RESPONDING TO THE SURVIVOR OF RAPE OR ATTEMPTED RAPE
If you know someone who has been raped or has survived an attempted rape, there are some things you can do to help:
Encourage them to preserve evidence. They should not clean themselves in any way before having a post-rape examination at a hospital. They should be discouraged from changing clothes, but if they insist, each item of clothing should be bagged separately and brought with them to the examination. Contact a reputable and experienced law firm to accompany and guide you through your legal process which will be a stressful ordeal.
Help them get treatment for there medical needs, a thorough medical examination and treatment for injuries and possible venereal disease or pregnancy.
Help them organize their thoughts, but let them decide how to proceed. They need to do what is best for their recovery.
If you are their lover, with their approval, use appropriate touching and language to re-establish their feelings of worth. Don't rush them.
Help them get psychological and legal help.
The following guidelines are aimed at assisting parents in talking to children about sexual abuse:
Children should be taught where their "private zones" are. This is one way that is not embarrassing to parent and child. Say, "show me where on your body you wear a bathing suit." Then tell the child that a person's private zones are the parts of your body a bathing suit covers. Teach children to say, "that part of my body is private, don't touch me there."

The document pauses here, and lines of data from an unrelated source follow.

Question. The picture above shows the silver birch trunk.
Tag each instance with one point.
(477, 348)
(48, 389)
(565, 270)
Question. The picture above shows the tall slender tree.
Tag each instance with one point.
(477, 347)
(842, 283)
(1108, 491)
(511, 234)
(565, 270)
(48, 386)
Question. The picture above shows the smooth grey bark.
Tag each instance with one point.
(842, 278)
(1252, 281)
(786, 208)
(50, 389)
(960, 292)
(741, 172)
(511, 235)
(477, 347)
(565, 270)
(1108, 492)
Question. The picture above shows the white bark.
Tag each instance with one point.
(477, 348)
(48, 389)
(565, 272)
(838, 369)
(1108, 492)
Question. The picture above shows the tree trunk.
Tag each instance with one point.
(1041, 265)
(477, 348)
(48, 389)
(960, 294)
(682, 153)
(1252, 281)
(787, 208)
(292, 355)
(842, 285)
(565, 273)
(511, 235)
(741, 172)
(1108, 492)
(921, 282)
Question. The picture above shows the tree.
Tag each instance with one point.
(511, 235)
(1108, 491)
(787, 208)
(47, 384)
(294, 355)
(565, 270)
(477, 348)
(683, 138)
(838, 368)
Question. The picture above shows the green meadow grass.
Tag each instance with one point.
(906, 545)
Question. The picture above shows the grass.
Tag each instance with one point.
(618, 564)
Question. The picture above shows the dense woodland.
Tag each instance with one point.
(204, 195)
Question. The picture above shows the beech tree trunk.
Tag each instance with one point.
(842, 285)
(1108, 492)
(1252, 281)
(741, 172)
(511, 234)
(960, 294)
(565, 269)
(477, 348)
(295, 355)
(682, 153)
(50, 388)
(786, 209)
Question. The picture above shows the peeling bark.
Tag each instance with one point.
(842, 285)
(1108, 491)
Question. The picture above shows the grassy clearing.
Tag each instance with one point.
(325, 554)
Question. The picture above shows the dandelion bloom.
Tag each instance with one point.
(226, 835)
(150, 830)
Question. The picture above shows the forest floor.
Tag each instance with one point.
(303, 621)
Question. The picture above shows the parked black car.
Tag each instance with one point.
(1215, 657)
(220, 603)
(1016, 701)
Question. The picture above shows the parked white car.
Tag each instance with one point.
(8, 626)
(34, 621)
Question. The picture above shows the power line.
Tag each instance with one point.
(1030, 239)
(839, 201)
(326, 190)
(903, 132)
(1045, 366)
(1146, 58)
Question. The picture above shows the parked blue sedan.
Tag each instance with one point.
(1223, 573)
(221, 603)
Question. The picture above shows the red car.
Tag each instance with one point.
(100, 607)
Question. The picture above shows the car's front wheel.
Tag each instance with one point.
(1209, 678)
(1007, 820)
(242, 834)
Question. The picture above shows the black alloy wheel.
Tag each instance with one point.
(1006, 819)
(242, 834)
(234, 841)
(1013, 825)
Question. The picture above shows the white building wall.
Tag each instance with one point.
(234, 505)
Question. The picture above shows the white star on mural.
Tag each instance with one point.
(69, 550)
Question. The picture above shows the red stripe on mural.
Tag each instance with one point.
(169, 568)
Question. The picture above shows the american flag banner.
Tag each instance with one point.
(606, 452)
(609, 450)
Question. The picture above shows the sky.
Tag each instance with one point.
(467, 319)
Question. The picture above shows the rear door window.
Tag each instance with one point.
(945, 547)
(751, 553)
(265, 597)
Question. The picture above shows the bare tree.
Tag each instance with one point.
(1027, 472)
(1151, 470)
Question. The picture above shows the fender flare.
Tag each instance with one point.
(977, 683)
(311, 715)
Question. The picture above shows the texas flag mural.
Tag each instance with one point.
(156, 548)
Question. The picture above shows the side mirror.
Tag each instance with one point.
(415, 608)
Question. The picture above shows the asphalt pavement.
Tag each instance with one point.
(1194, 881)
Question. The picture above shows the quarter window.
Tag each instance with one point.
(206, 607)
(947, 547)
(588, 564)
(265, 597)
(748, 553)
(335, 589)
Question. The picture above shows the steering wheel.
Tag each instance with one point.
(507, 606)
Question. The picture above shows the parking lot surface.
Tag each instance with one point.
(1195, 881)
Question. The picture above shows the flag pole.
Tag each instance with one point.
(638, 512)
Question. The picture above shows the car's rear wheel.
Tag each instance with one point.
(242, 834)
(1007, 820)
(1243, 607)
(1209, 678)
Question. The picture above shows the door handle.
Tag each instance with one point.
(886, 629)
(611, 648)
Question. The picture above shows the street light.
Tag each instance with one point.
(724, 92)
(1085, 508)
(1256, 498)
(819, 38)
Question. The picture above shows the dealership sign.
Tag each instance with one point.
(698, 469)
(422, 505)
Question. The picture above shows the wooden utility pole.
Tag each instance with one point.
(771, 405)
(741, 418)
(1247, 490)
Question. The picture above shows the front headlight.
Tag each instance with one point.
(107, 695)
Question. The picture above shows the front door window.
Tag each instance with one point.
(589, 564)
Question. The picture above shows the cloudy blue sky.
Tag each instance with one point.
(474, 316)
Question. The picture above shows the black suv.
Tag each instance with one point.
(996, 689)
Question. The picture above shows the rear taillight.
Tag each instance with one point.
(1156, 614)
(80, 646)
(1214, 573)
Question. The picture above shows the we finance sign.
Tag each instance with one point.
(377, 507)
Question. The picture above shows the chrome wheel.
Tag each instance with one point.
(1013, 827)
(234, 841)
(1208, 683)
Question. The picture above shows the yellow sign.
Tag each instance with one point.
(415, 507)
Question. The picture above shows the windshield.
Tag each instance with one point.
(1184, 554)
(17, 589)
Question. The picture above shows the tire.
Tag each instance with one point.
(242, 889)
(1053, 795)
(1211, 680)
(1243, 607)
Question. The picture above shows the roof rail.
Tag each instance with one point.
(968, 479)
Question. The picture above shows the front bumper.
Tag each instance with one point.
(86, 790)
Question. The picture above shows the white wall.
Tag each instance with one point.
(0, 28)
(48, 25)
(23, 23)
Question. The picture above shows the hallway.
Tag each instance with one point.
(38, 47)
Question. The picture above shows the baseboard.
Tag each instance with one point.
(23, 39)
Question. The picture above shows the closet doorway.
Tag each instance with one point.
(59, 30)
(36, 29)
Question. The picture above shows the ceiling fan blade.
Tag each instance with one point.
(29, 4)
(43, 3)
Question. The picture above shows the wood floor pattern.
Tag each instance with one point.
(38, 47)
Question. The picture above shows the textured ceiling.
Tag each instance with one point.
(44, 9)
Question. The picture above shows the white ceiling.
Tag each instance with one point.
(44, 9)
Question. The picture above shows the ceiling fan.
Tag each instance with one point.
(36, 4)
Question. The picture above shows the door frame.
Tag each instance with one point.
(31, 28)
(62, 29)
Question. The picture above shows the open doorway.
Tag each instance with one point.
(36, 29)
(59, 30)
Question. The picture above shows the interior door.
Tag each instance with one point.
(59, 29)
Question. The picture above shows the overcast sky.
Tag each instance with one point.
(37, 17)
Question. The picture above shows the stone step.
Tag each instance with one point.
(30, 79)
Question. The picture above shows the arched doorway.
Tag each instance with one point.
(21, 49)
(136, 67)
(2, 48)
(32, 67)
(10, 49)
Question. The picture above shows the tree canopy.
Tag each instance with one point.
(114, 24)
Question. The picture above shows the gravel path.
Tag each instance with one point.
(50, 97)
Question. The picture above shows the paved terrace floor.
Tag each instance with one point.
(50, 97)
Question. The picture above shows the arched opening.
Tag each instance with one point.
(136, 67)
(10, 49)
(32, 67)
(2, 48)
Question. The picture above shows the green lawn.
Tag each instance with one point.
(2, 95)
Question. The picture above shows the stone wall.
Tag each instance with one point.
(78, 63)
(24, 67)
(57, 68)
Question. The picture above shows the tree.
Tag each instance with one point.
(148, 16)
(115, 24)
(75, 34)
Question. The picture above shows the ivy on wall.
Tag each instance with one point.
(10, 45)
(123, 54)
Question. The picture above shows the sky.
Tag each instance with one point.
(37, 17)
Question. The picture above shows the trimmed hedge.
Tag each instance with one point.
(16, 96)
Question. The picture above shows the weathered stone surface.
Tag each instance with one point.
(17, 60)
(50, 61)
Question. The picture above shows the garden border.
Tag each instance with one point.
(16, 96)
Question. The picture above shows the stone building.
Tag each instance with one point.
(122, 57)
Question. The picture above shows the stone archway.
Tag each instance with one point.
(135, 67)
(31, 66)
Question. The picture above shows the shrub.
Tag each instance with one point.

Teach children who to tell. Ask for examples of people a child can turn to for help. These include mom or dad, teacher, school nurse, another relative, or a neighbor. The people who can help you are the people you know and trust.
Teach children how to tell. This is one way. Say, "someone is touching private parts of my body and I want them to stop."
It may happen that a child will try to tell but will not be believed. To deal with this possibility teach children to say, "I'm sorry you don't believe me, I guess I'll have to tell someone else."
If a child tells you she/he has been sexually abused, believe the child.
What to Do If Your Child Has Been Sexually Assaulted
Believe what your child tells you.
Children rarely lie about sexual abuse.
A violent reaction will upset the child more.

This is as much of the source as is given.